La proposition de Pastrovich, combinée à l’expérience des compagnies de croisière et mise dans le cadre des directives sanitaires mondiales (encore inconnues), pourrait servir de base à la mise en place d’une solution qui ressemblera certainement à la transformation du navire en « environnement protégé ».

Si l’hypothèse de l’utilisation de tissus comme séparations physiques esthétiquement acceptables et parfaitement hygiéniques est réalisable sur tout type de navire et pour tout type de public, créer un mode de croisière sécurisé et sans escales, comme dans la deuxième hypothèse de l’architecte, est certainement plus facile à appliquer surtout des petits navires, donc sur un marché plus haut de gamme. Pas ouvert à tous, malheureusement. Mais si voyager en toute sécurité devait signifier, pour les personnes âgées par exemple, voyager moins fréquemment mais de façon plus agréable et plus sûre, sans doute y aurait-il des candidats. Des changements qui doivent être acceptés, bien sûr, mais qui pourraient, comme d’autres situations exceptionnelles, finirent par devenir la normalité.

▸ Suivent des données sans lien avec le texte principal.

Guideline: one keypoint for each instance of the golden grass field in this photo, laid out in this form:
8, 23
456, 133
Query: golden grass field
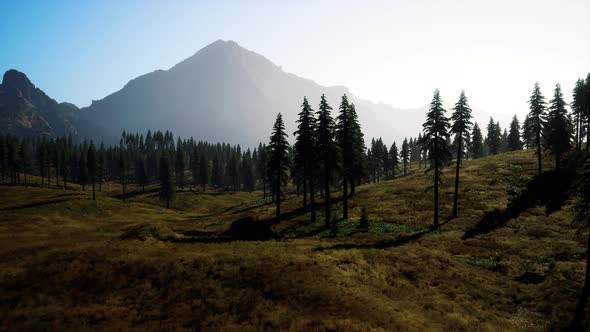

Au début il semblait absurde, peut-être aberrant, de prendre une voiture pour faire ses courses dans un non-lieu en dehors de la ville. Mais c’est arrivé et jusqu’à il y a quelques mois, c’était même la normalité, avant que le virus ne nous en empêche. La tâche de l’architecte, visionnaire contemporain, est de voir cet avenir, de le dessiner, le concevoir, le rendre beau, fonctionnel, utile, responsable ». Une nouvelle idée du luxe, en somme, qui devient synonyme de « liberté en toute sécurité ».

Pastrovich donne des idées intéressantes vers des solutions à court terme et à long terme, dont il sera difficile de se passer complètement, pour non seulement relancer le secteur, mais aussi penser un avenir plus sûr. L’urgence actuelle nous rappelle qu’il vaut mieux prévenir que guérir. L’architecte déclare être à la recherche « des fondations d’une nouvelle structure sur laquelle seront conçus les nouveaux navires, adaptés à de nouveaux modes de vie, dans la nouvelle ère ouverte par le Covid-19 ».

Il est clair que tout ne sera pas réalisable dans le détail, mais ces hypothèses pourraient servir de guide pour une élaboration éclairée et intelligente du futur des croisières dans le monde. Elles représentent une « vision globale » ou, selon les termes de Pastrovich, « un phare qui indique la direction », même si « pendant le trajet, beaucoup de choses peuvent se produire ».